🤖 AI Summary
This work addresses the reproducibility challenges posed by the rapid evolution of large models and high-performance computing systems, where existing benchmarks lack sustainable and automated evaluation mechanisms. To bridge this gap, the authors propose a user-agnostic continuous benchmarking framework that integrates principles from software engineering—particularly continuous integration—to establish an automated pipeline. This pipeline seamlessly combines systematic workflows with community-driven collaboration, delivering a reproducible and scalable benchmarking infrastructure for artificial intelligence and neuroscience research. The framework significantly enhances the sustainability, transparency, and collaborative efficiency of scientific evaluation in these fields.
📝 Abstract
Drawing on ideas from continuous integration, we present concepts of an automated benchmarking pipeline for high performance applications.
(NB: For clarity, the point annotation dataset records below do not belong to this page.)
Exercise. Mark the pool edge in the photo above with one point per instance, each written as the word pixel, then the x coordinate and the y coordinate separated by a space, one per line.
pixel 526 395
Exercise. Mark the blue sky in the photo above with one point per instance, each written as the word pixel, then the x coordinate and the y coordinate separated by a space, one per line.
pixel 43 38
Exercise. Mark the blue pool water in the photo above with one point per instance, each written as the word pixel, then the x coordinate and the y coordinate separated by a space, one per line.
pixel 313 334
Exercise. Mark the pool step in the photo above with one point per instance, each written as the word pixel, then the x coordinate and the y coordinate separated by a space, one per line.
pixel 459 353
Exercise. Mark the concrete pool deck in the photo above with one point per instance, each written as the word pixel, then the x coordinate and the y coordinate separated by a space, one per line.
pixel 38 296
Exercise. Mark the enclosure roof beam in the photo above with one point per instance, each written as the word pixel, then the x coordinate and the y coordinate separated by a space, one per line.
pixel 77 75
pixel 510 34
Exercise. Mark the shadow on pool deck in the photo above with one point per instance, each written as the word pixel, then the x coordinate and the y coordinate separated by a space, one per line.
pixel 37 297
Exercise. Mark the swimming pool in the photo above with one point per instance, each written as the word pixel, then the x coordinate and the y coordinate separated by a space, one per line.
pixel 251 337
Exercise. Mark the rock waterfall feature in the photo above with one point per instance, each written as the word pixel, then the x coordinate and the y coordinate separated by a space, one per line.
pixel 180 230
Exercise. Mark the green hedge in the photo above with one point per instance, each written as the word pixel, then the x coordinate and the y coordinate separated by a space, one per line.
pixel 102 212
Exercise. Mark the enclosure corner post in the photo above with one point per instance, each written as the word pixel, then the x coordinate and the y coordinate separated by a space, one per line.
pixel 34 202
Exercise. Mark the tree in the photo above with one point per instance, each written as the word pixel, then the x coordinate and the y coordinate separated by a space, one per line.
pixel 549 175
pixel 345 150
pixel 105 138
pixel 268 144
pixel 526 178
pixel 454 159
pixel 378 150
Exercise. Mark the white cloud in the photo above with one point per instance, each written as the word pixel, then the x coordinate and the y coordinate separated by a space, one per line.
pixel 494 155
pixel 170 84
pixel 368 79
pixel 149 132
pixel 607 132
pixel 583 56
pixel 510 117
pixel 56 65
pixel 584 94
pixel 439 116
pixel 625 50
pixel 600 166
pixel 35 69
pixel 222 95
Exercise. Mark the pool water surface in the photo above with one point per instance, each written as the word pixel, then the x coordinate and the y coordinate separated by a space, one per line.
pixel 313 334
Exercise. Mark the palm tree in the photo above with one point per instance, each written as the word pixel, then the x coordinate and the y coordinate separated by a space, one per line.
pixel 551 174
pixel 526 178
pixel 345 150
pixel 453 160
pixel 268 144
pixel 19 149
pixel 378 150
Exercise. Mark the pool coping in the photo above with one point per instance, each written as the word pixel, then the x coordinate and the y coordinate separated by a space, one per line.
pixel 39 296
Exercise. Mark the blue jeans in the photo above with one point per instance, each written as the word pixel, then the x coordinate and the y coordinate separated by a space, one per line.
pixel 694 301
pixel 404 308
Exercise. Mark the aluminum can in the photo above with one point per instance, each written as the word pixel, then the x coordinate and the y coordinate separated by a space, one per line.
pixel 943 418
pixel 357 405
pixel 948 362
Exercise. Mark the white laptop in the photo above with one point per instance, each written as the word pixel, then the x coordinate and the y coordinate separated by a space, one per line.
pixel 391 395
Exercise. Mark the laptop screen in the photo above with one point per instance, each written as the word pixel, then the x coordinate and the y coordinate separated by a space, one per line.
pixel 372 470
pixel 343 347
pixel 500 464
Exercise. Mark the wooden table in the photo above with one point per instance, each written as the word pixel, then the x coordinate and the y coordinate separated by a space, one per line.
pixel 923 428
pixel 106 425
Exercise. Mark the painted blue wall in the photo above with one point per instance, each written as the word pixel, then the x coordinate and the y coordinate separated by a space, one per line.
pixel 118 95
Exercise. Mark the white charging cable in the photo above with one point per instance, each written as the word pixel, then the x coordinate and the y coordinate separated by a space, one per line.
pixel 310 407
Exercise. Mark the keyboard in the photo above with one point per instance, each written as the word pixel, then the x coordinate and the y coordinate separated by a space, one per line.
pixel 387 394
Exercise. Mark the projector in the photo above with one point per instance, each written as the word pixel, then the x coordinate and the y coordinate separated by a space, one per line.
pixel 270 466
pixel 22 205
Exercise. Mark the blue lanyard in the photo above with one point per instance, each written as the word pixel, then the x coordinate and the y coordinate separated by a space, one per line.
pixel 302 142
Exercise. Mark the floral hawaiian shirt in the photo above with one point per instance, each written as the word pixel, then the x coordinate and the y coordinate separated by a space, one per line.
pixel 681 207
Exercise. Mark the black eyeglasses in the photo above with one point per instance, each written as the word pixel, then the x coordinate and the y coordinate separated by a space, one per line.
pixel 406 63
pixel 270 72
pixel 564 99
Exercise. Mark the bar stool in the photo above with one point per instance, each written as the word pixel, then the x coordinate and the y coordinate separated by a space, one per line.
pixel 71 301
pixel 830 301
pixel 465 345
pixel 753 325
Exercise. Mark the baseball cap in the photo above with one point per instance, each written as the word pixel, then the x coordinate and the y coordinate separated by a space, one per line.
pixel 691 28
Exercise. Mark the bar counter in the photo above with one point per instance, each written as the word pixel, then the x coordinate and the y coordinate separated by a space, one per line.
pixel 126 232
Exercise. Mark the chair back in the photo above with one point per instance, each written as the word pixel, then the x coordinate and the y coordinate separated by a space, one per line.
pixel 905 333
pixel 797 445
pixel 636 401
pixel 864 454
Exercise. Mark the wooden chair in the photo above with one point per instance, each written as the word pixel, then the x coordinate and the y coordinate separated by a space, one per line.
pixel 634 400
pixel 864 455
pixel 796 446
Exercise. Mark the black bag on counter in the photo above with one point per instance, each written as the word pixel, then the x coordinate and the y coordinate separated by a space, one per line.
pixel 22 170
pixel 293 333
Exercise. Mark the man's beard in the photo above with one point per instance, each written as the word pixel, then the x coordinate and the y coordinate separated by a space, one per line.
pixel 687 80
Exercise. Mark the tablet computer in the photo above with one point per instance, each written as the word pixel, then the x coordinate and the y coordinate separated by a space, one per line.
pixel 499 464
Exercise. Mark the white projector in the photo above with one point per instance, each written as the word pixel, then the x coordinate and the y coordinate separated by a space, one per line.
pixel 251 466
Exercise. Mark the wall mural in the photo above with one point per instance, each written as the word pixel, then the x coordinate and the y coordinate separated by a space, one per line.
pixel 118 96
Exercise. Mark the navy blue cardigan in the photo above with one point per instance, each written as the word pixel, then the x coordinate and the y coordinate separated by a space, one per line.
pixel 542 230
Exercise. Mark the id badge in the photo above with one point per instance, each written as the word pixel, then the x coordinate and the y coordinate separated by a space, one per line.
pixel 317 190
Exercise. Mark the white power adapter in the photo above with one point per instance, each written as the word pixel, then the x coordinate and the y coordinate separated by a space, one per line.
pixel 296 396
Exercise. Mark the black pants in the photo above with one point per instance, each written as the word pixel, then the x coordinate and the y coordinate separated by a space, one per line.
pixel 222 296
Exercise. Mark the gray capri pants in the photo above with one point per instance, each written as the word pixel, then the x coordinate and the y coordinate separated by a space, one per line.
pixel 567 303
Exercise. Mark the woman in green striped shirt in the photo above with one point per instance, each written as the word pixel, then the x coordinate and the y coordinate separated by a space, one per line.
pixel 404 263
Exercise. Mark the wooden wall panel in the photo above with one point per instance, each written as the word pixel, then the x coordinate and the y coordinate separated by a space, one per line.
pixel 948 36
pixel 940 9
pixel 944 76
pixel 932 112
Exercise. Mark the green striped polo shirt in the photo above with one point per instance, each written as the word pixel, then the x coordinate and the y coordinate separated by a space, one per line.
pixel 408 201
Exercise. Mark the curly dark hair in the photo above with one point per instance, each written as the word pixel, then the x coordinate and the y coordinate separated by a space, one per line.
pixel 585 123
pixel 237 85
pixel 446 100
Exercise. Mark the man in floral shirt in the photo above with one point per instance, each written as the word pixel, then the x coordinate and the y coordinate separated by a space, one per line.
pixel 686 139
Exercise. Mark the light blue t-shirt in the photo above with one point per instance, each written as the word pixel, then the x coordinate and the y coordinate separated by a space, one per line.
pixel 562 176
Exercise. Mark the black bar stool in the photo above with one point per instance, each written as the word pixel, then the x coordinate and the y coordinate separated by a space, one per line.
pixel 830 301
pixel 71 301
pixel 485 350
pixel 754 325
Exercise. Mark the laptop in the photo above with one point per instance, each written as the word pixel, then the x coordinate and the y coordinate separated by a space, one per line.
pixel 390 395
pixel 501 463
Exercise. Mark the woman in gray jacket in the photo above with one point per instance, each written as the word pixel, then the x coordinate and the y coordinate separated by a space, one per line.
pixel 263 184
Customization and collaboration have been key design goals owing to the requirements of research-software development as a continuous community effort. We have extended our previous conceptual work on systematic benchmarking workflows with the functionality of user-agnostic operations as well as continuous benchmarking. This fosters reproducibility and re-use of benchmarking results to ensure sustainable technological progress. We provide software-engineering solutions to keep pace with the rapid evolution of both large-scale models and high-performance computing systems with a view towards the scientific domains of neuroscience and artificial intelligence.